You should use it if you’re publishing climate model output or observational data to ESGF and need to comply with project data standards (CMIP6, CMIP7, CORDEX, etc.).

Do I need to be on an ESGF node to use esgprep?

No. esgprep can run on any Linux/Unix system with Python 3.12+. You can prepare your data locally and then transfer the DRS structure and mapfiles to your ESGF node for publication.

What data formats are supported?

esgprep works with NetCDF files (.nc). The files should be:

  • CMOR-compliant (following CF conventions)

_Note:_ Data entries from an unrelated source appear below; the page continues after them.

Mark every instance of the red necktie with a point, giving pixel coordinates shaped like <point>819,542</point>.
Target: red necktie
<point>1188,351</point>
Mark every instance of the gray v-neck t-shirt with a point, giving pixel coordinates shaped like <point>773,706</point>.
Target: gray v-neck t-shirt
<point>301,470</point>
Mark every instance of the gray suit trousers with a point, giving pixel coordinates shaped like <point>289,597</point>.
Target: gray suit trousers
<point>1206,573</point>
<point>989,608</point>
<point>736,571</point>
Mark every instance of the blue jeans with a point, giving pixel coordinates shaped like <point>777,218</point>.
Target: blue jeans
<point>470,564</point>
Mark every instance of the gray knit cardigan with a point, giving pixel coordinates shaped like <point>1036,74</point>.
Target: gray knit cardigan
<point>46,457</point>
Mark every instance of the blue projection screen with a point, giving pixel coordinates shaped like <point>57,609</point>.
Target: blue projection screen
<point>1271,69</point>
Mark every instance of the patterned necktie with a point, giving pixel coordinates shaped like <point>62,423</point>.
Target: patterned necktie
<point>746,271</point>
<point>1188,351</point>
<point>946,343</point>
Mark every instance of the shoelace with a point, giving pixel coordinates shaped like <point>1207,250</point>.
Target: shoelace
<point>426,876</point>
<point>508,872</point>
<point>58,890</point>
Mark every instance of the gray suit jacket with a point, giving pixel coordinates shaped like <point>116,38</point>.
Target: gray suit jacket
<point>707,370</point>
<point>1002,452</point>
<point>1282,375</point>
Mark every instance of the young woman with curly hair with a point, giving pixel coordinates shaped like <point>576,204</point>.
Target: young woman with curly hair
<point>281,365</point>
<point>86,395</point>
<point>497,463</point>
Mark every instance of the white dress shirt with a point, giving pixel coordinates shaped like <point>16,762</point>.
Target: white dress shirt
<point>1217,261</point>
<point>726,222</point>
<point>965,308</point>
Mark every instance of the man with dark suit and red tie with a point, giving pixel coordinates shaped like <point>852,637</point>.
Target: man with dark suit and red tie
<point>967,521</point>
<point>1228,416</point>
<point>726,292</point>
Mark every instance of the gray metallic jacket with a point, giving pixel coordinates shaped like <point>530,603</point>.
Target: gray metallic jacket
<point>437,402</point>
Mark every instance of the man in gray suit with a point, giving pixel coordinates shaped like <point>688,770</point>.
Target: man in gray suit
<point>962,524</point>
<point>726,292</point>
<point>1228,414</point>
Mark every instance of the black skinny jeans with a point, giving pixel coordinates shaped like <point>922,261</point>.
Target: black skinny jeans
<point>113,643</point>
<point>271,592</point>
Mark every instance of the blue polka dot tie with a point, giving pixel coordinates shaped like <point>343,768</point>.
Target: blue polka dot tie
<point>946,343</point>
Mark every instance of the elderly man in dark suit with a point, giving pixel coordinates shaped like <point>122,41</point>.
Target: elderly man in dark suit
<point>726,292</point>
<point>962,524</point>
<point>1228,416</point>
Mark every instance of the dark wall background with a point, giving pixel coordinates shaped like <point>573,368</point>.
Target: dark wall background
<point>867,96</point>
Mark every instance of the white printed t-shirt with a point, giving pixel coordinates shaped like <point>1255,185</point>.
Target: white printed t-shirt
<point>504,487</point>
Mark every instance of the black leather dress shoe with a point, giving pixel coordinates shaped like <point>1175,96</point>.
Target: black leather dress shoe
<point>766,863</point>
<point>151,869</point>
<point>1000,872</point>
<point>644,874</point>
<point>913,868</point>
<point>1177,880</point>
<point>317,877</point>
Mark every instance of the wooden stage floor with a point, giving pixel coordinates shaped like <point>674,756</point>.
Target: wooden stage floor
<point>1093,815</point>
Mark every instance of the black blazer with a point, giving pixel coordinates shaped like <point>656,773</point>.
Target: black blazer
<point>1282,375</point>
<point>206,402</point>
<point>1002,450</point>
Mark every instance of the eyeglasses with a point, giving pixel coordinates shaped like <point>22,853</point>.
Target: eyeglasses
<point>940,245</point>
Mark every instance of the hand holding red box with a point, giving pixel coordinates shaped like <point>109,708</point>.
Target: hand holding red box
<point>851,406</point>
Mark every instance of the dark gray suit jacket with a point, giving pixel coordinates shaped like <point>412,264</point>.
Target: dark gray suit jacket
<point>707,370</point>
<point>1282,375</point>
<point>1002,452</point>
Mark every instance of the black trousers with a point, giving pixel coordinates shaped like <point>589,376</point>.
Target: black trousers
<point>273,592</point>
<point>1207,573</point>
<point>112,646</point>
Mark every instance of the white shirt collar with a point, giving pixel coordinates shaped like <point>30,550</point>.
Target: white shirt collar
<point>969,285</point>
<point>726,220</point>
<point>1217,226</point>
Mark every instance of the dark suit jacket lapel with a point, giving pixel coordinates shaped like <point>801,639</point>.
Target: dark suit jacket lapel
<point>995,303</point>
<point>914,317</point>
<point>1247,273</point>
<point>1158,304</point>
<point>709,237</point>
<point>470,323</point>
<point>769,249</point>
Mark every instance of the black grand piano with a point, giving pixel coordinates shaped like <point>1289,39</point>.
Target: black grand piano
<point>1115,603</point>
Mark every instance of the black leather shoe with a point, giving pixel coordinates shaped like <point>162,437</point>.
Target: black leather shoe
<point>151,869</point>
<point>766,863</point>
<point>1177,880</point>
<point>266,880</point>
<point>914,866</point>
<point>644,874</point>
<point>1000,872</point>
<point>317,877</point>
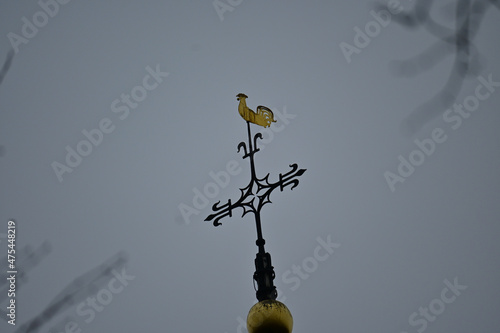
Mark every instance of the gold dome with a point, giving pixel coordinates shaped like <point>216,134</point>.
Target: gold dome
<point>269,316</point>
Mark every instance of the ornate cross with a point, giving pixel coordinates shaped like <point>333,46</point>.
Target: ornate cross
<point>255,195</point>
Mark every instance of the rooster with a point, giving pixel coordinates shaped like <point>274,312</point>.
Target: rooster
<point>263,117</point>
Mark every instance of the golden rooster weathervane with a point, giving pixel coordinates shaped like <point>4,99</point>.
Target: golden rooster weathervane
<point>263,117</point>
<point>268,315</point>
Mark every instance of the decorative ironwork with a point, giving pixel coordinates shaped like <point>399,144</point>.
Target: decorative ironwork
<point>255,195</point>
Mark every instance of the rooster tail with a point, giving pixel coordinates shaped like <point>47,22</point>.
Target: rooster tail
<point>264,116</point>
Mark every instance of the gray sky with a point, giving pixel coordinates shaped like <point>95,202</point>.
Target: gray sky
<point>415,248</point>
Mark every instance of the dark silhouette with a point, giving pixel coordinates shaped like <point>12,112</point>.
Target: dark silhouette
<point>468,17</point>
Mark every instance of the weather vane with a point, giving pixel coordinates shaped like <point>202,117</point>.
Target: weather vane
<point>255,195</point>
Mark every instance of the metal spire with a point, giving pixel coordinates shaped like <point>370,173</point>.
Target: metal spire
<point>255,195</point>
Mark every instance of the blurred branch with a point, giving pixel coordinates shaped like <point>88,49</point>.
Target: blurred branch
<point>468,17</point>
<point>6,65</point>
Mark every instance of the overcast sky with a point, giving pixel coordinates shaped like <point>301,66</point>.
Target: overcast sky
<point>119,129</point>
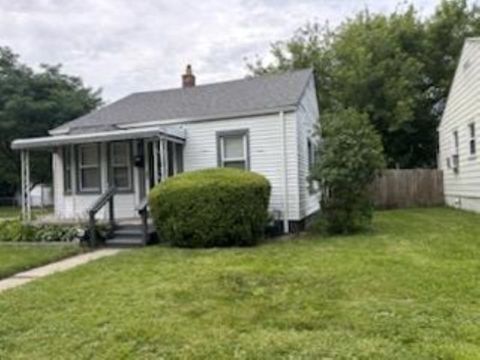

  • Named according to project conventions

  • Containing required global attributes

Other formats (HDF5, GRIB, etc.) are not supported.

Can I use esgprep for non-ESGF projects?

esgprep is designed specifically for ESGF projects with controlled vocabularies managed by esgvoc. It validates facet values against these vocabularies.

For custom projects, you would need to:

  1. Define your project in esgvoc (see esgvoc documentation)

  2. Or use alternative tools for non-ESGF data organization

Installation

What Python version do I need?

Python 3.12 or higher is required. Check your version:

$ python3 --version
Python 3.12.7

If you have an older version, consider using pyenv or conda to install a newer Python.

How do I upgrade from version 2.x?

Version 3.0 has significant changes from 2.x:

  1. Install the new version:

    $ pip install --upgrade esgprep
    
  2. Install controlled vocabularies:

    $ esgvoc install
    
  3. Update your scripts:

    • Remove esgfetchini calls (no longer needed)

    • Configuration is now handled by esgvoc

    • Command syntax is mostly compatible

See Changelog from esgprep 2.x to 3.0 for detailed migration instructions.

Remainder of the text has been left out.